De la famille des Solanaceae (comme la pomme de terre), le genre Lycium regroupe plusieurs dizaines d’espèces dont deux sont particulièrement connues pour leurs vertus thérapeutiques: le Lycium Chinense et le Lycium Barbarum. Les lyciets sont des arbustes de 1 à 3 mètres de haut, à feuilles caduques, à fleurs violettes en corolle, fournissant des petites baies rouges allongées contenant les graines. Les deux espèces ‘Chinense’ et ‘Barbarum’ sont très répandues, mais les souches les plus intéressantes sur le plan phytothérapique sont de l’espèce ‘Barbarum’ et proviennent de régions où les conditions climatiques extrêmes obligent les plantes à s’armer des principes actifs si profitables à notre santé (anti-oxydants, oligo-éléments, vitamines, polysaccharides…). le Níngxià, petite province autonôme nichée à l’intersection du plateau tibétain et du désert de Gobi, où les étés courts et très chauds succèdent aux hivers longs et rudes, est la région la plus réputée en Chine pour la culture du Goji, c’est d’ailleurs cette province qui fournissait historiquement les empereurs de Chine en Goji.

Le nom ‘Goji’ est d’origine chinoise et s’écrit en calligraphie chinoise et désigne la plante de l’espèce Lycium Barbarum.

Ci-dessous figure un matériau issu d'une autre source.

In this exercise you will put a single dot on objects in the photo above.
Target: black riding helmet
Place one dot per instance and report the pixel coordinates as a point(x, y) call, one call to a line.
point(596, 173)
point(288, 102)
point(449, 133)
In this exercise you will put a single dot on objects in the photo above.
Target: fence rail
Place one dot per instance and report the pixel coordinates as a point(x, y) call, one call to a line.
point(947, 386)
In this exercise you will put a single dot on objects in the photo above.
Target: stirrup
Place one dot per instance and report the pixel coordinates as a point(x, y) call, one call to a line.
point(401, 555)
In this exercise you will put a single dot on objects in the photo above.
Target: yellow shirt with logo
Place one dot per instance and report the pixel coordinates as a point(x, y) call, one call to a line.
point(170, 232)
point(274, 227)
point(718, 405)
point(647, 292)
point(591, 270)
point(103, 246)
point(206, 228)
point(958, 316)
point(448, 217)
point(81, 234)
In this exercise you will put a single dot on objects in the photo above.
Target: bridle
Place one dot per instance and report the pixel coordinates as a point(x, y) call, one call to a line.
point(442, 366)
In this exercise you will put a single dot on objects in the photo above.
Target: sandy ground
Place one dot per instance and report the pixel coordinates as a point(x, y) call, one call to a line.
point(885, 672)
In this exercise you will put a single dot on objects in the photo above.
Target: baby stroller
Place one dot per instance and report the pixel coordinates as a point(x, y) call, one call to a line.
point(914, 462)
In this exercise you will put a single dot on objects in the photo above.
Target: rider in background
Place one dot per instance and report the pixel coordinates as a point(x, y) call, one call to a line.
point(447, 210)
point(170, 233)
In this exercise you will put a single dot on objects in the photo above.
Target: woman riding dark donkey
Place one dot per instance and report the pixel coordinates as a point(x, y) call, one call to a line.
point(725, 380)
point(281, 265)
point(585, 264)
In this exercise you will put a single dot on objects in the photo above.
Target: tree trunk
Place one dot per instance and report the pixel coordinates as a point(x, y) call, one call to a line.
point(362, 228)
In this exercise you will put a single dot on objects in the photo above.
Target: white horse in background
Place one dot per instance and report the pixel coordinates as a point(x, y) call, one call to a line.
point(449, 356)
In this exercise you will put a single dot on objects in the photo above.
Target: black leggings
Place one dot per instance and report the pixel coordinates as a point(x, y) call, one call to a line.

Il s’écrit gǒu qǐ en pinyin (la transcription phonétique du mandarin en écriture latine) et se prononce approximativement « Goutchi ». Les baies elles-même sont appelées gǒuqǐzi le « zi » signifiant « baies ». Le mot Goji (prononcer « Godji ») que nous connaissons aujourd’hui est une tentative de transcription anglosaxone datant des années 70.

On trouve trace du Goji dans un récit de voyage publié à la fin du 19ème siècle par un ethnologue anglais nommé Hurst, qui en parlait en ces termes : « Un médecin de Lhassa m’a fait voir et goûter un fruit d’un goût très particulier, une petite baie rouge, acide et astringente, mais parée selon lui de toutes les vertus possibles et imaginables : guérison des cancers et des tumeurs, victoire contre les épidémies, développement des forces physiques et mentales, vitalité érotique, et même éveil de la spiritualité. Toutes les maladies de l’homme semblent pouvoir être guéries par cette plante bénie des Dieux, jusqu’à la vieillesse et à la mort, retardées bien au-delà des limites que nous connaissons en Angleterre. Ce fruit et ses vertus seraient connus depuis des millénaires par les médecins de la vieille Chine des mandarins, ainsi qu’en Inde et dans toutes les régions de l’Himalaya. »

Les bienfaits du Goji:

Le Goji séché fait partie de la pharmacopée des médecines traditionnelles tibétaine et chinoise depuis des millénaires. Les habitants de ces régions lui prettent des actions au niveau du foie, du rein, de la vision, de la fertilité ainsi qu’au niveau de la vitalité et de la longévité au point qu’il a été décrété officiellement trésor national par les autorités chinoises. Enfin, certaines tribus himalayennes (peuple Hunza) lui attribuent également des propriétés antidépressives c’est pourquoi dans leur dialecte le Goji s’appelle « plante du bonheur » ou « fruit du sourire ».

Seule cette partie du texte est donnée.